In such a state, the vehicle speed 353 does not reach a target vehicle speed 365 at the condition where the automatic drive control is performed. Therefore, the vehicle drive control device controls an engine request output 360, which corresponds to level of the output requested to the engine, to be increased so that the vehicle speed 353 approaches the target vehicle speed 365. However, when the slipping wheel keeps slipping, the driving force of the engine is transmitted to the slipping wheel even though the engine output is increased.
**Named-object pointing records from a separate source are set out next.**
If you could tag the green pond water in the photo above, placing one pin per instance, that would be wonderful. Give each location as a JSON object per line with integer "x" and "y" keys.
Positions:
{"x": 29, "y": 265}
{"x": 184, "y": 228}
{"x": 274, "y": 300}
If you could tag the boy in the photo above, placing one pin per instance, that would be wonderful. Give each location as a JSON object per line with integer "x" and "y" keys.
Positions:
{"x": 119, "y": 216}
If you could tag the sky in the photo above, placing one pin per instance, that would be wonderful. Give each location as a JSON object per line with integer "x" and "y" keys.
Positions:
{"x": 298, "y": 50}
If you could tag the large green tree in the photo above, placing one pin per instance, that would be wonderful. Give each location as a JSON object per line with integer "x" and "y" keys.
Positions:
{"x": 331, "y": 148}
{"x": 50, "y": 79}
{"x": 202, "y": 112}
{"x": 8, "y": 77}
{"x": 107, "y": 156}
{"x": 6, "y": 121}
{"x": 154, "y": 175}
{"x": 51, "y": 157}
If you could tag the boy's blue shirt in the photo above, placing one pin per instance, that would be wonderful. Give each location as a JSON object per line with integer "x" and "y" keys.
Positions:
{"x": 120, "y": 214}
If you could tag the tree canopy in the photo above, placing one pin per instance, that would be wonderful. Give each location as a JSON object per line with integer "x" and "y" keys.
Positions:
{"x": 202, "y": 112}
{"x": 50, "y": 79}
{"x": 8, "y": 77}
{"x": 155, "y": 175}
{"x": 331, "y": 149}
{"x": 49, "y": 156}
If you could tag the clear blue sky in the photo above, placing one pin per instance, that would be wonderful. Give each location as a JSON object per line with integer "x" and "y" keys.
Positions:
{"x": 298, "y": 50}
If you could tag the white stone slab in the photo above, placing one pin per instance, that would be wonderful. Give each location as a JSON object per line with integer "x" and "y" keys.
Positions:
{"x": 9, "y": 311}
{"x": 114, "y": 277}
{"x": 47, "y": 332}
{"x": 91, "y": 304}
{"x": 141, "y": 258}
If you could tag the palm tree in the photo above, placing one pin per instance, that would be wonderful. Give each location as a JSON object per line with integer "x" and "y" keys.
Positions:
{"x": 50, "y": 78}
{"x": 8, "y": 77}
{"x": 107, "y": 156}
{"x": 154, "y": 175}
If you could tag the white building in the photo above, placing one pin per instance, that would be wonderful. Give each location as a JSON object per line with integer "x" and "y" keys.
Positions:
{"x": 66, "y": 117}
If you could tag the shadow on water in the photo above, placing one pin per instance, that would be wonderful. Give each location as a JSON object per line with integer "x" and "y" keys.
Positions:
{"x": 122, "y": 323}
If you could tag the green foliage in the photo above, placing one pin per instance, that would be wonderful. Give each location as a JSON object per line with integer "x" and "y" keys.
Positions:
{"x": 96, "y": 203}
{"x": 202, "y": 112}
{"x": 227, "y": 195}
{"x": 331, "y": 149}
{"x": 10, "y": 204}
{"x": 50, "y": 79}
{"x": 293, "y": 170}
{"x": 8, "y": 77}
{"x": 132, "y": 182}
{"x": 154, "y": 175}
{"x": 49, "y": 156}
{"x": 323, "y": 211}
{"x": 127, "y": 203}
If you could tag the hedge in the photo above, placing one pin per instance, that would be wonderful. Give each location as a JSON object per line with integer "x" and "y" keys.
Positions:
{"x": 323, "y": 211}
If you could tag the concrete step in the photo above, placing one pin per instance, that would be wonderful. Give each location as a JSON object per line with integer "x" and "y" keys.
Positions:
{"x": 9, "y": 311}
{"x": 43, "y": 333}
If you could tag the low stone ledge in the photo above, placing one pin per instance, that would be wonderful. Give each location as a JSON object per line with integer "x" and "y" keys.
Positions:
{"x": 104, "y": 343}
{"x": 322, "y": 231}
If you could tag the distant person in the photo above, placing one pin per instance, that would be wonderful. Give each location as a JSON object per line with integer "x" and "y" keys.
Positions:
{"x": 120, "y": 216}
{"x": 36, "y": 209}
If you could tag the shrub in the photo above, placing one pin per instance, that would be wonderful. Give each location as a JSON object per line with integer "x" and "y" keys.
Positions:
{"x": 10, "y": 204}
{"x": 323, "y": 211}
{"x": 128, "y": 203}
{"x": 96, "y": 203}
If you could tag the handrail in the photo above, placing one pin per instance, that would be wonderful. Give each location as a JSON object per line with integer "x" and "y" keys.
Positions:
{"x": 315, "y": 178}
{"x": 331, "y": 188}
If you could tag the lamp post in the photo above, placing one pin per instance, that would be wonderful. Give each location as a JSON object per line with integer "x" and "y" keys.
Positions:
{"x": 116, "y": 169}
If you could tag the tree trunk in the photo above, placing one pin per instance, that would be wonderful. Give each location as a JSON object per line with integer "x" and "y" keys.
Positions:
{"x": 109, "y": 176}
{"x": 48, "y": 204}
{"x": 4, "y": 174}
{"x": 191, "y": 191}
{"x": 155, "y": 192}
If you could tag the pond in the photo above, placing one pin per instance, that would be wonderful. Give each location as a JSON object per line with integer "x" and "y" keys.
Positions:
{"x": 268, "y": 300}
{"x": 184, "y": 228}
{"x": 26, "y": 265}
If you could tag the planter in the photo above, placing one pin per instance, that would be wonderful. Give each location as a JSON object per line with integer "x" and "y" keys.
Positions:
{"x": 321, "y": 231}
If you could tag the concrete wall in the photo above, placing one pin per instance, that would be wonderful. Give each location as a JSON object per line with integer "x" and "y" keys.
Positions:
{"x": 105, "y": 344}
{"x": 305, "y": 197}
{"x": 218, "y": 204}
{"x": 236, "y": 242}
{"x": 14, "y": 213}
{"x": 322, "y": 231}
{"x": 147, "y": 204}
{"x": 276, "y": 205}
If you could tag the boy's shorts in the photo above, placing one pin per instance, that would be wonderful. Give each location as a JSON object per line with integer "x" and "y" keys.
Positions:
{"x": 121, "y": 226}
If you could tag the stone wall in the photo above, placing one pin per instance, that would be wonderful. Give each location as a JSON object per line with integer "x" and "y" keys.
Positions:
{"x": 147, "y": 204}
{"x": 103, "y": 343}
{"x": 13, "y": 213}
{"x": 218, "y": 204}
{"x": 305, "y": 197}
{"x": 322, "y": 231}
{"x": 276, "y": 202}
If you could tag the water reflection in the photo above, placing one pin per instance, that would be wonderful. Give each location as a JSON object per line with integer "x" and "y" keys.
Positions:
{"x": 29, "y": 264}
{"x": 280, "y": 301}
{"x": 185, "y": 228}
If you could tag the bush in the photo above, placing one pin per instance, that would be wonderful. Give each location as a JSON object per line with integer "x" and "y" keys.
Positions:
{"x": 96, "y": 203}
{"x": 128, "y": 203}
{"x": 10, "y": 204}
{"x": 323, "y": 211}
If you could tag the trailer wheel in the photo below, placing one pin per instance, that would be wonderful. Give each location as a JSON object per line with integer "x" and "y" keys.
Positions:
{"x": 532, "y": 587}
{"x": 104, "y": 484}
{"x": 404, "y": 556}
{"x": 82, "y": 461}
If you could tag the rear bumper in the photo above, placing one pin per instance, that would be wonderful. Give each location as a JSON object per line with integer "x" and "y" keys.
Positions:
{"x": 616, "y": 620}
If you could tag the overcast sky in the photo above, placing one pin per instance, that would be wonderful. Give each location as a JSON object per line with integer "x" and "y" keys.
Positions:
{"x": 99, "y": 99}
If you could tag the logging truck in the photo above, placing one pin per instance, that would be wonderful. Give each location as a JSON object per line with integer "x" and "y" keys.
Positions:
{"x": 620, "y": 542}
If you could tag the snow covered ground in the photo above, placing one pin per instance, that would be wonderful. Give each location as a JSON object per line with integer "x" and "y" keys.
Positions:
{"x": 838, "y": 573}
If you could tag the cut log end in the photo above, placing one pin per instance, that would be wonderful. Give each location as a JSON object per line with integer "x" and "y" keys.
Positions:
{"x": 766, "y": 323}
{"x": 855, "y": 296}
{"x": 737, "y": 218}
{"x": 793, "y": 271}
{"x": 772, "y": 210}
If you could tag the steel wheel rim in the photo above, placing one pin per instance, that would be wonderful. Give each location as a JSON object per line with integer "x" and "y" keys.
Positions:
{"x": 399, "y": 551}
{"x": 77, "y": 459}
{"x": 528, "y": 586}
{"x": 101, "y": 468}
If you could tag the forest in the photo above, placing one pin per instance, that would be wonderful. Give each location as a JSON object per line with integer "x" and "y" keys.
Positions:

Accordingly, after a fading occurrence time 371, the slip wheel speed 351 increases while the non-slipping wheel speed 352 is kept to be low.
Accordingly, the vehicle speed 353 calculated on the basis of the non-slipping wheel speed 352 is kept to be low, while the vehicle drive control device controls the engine request output 360 to be further greater so as to match the vehicle speed 353 to the target vehicle speed 365. Thus, in a state where the calculated vehicle speed 353 is controlled to approach (match) the target vehicle speed 365 while one of the wheels is slipping, the output of the engine may be excessively increased, thus causing a malfunction of the vehicle, by damaging the engine and/or a drive train, for example.
A need thus exists for a vehicle drive control device which is not susceptible to the drawback mentioned above.